When designing teams from the start it is necessary to identify; individual attributes (e.g., personality, demographics), what it means to be a good team member, identify the best configuration of team member knowledge, skills, and abilities (KSA), and the importance and role that diversity plays in the team (Bell et al., 2015; Dink & Salas, 2017).  When a team has already formed, which is the case for most people, “knowledge of how the team composition affects team functioning can be used to design organizational interventions (e.g., training, countermeasures) that can mitigate the risks associated with the team’s composition” (Bell et al., 2015, p. 6).

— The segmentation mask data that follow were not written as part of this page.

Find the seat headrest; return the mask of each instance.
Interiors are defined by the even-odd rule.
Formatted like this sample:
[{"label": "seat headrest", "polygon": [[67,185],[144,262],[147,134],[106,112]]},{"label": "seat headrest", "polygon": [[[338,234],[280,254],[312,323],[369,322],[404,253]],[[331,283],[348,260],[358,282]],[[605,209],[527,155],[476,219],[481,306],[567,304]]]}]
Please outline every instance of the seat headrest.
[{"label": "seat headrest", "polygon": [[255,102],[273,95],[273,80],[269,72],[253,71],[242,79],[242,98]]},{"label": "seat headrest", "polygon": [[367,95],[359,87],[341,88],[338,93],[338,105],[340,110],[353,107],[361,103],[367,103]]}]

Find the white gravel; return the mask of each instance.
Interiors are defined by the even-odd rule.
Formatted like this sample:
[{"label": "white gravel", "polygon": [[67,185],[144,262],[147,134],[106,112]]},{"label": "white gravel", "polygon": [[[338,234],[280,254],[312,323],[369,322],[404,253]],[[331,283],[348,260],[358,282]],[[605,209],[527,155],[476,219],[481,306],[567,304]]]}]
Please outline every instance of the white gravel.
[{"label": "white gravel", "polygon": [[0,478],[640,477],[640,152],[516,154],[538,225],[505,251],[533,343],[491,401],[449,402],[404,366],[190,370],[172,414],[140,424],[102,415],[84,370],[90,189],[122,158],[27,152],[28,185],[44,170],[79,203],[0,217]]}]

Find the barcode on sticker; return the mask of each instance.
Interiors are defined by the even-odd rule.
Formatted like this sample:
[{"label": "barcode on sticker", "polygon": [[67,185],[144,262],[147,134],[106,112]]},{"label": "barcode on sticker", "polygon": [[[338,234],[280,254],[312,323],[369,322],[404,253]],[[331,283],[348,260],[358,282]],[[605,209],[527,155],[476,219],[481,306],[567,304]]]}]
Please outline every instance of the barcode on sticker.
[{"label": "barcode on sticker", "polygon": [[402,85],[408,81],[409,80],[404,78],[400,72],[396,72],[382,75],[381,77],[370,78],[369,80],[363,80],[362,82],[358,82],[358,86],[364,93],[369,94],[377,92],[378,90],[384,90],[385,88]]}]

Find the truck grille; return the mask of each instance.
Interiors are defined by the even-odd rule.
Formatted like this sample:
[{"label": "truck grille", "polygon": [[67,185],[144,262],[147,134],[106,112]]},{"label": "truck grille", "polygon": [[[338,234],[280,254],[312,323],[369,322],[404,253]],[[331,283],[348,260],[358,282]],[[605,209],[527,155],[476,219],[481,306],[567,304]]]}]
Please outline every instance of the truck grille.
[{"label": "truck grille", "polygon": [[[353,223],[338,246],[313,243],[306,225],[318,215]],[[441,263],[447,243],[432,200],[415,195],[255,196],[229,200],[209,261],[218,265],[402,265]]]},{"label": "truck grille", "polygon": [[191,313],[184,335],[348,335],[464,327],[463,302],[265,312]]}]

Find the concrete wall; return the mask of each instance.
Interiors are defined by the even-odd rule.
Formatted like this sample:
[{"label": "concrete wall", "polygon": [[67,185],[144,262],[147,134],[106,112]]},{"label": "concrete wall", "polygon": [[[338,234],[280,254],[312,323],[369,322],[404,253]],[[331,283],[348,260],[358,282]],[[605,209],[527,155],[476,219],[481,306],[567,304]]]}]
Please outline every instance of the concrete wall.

For teams that have already formed, or for new teams, the following critical team processes have been identified as being important to the team’s overall success and in meeting the overall organizational or multiteam system’s (MTS’s) goal; communication, conflict management, trust, and a shared understanding of task and goals (Bell et al., 2015).

Communication within the team, across teams (MTS), and between the team and MTS with the organization, must be maintained in all directions. When any one of these communication channels are interrupted misunderstanding occurs from either or all  parties (team member, team, MTS, organization), leading to a disruption of the overall team/MTS/organizations goal (Bell et al., 2015). Communication has been shown to support team cognitive processes and team behaviors, resulting in changes to team performance (Vessey & Landon, 2017).

Conflict management can affect all levels of analysis just as in communication (e.g., individual team member, team, MTS, organization). With this in mind, interpersonal conflict (relationship conflict) should be addressed before team formation, whereas efforts to reduce task conflict should be considered throughout. Task conflict is often a result of new procedures, unclear procedures, lack of resources, etc… Effective conflict management should be a part of the overall team functioning at each of the different levels (individual, team, MTS, organization; Bel et al., 2015).

Trust, as in communication and conflict management, must be obtained at all levels. Camaraderie building exercises can help along with team exercises and team member interactions away from work. Maintaining this trust is also a challenge, especially at all levels and when dealing with complex issues in a dynamic environment. Building high levels of psychological safety should be part of the long-term trust building routine as well and should involve all levels.

Last, having a shared understanding of the task and goal is critical, especially when team members are expected to operate independently as well as interdependently. Individual team members need to understand what their task is designed to achieve the team’s goal. Likewise, each team needs to clearly understand their tasks before completing the MTS’s goal, which in turn meets the organization’s goal. As the levels increase and become more complex, as in MTS, shared understanding becomes more critical to the overall success of the organization: “A shared understanding within the larger mission team was also noted as critical to success, particularly if a multi-team structure is used” (Bell et al., 2015, p. 33).

References

Bell, S. T., Brown, S. G., Outland, N. B., & Abben, D. R. (2015). Critical team composition issues for long-distance and long-duration space exploration: A literature review, and operational assessment and recommendations for practice and research (NASA/TN-2015-218568). Houston, TX: NASA.

Dinh, J. V., & Salas, E. (2017). Factors that influence teamwork. In E. Salas, R. Rico, & J. Passmore (Eds.), The Wiley Blackwell handbook of team working and collaborative processes (pp. 15-41). Malden, MA: John Wiley & Sons.

Guzzo, R. A., & Dickson, M. W. (1996). Teams in organizations: Recent research on performance and effectiveness. Annual Review of Psychology, 47, 307-338. Retrieved from https://www.annualreviews.org/journal/psych

Vessey, W. B., & Landon, L. B. (2017). Team performance in extreme environments. In E. Salas, R. Rico, & J. Passmore (Eds.), The Wiley Blackwell handbook of team working and collaborative processes (pp. 531-553). Malden, MA: John Wiley & Sons.